7/10
Axelrod got there first
26 July 2010
Warning: Spoilers
Making satires about Southern California ethos is like launching a beach ball into the Pacific, or better yet, tripping Michael Dunn. This has always been true. Also true is the Latin saying, "Degustibus non disputatum est" which is to say that some of the most fiendishly aggressive egs. of California comedy, THE DAY OF THE LOCUST, THE LOVED ONE (not the book which is comic genius but definitely the wretched movie) and THE LONG GOODBYE (Altman's overrated film is an intentional parody of Chandler) are not funny at all, whereas the old Frank Gilroy-Gene Barry TV show, BURKE'S LAW, James Garner's classic P.I. program, THE ROCKFORD FILES and this wild George Axelrod cult item are. There's no accounting for what some of us find (or do not find) laugh-worthy, but to expand upon the insightful comments already made regarding the picture's deliberately intrusive style - beginning with opening credits of crew shooting scenes that turn up later, visible boom mikes, and subliminal flash cuts of Tuesday Weld's eventual fate as Hollywood starlet - there is something affectionately complicitous about these choices. They provide the film with the degree of innocent unpredictability and silliness to protect it from the charge of pretentiousness. The same goes for the infectiously inane, repetitive theme song. (It's only with the final speech - similar to the one delivered by Sinatra which concludes THE MANCHURIAN CANDIDATE - that Axelrod turns pooh-faced on his audience.)

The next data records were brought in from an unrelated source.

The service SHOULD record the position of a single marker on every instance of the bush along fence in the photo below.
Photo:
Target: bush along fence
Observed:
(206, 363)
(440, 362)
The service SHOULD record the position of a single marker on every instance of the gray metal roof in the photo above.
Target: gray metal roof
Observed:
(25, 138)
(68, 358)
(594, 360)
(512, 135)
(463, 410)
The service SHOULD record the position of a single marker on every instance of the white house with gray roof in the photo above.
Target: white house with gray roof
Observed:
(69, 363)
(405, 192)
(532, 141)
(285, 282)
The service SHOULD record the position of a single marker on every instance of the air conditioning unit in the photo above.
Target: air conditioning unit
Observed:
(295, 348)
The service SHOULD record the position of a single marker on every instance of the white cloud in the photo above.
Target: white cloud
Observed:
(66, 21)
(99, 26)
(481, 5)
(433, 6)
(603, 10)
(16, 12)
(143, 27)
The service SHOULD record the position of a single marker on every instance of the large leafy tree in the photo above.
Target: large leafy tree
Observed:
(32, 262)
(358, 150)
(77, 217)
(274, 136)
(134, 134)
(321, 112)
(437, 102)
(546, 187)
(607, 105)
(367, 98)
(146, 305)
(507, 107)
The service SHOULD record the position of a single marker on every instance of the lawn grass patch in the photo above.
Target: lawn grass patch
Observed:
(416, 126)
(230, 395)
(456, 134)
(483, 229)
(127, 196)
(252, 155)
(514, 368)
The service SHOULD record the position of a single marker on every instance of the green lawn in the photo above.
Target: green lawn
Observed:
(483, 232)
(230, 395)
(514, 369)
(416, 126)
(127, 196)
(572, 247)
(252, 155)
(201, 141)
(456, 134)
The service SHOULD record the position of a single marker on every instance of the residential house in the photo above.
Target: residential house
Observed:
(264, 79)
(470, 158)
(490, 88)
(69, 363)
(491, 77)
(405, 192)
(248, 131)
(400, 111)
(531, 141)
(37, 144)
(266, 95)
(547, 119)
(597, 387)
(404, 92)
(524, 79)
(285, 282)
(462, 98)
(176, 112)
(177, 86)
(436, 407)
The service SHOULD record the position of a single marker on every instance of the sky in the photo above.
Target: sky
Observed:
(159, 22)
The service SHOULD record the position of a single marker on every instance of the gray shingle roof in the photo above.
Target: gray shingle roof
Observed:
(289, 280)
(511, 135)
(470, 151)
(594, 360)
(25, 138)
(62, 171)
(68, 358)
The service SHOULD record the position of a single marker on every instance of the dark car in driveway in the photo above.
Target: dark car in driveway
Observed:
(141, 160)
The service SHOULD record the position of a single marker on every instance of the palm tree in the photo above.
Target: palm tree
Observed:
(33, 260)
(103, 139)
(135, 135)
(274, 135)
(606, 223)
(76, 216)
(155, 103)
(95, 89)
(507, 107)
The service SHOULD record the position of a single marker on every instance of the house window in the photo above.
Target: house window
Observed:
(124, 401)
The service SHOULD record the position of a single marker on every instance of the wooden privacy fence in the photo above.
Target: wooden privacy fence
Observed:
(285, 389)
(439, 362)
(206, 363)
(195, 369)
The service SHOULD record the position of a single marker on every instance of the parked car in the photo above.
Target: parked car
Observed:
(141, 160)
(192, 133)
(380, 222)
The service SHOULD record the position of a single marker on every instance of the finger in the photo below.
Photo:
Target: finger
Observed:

It's tone is deadly and not serious at the same-time, a paradox which fits the depraved atmosphere aptly. Everything that transpires in LORD LOVE A DUCK is substitute behavior for making whoopee, whether it be eating, drinking, dancing, driving, attempting murder, talking spiritualistic rot and/or simply "sampling" sweaters.

All Hollywood self-send-ups have odd-ball casts. But the ensemble of McDowell, Weld, Albright, Korman, West, Showalter and Ruth Gordon et. al. is the wackiest still on record because they're all gifted second-echelon performers who, quite plausibly, might have been touchy neighbors in real life at the time the movie was being made. They possess an incongruously intimate chemistry in this zany environment.

One other point of interest. Only two yrs. later, the adorable Miss Weld was to play a toxic destroyer again, this time in a movie written by Lorenzo Semple called PRETTY POISON. In it, she plays opposite Tony Perkins; the rapport between them is a little different, but Perkins, like McDowell, falls in love with her too. The result is once again devastating - as a matter of fact for the Perkins character it is far worse. PRETTY POISON is a darker, subtler, more compact, easier to defend picture than the Dobie Gillis on acid antics of LORD LOVE A DUCK, but in terms of knowing how to make best use of Tuesday, Axelrod got there first.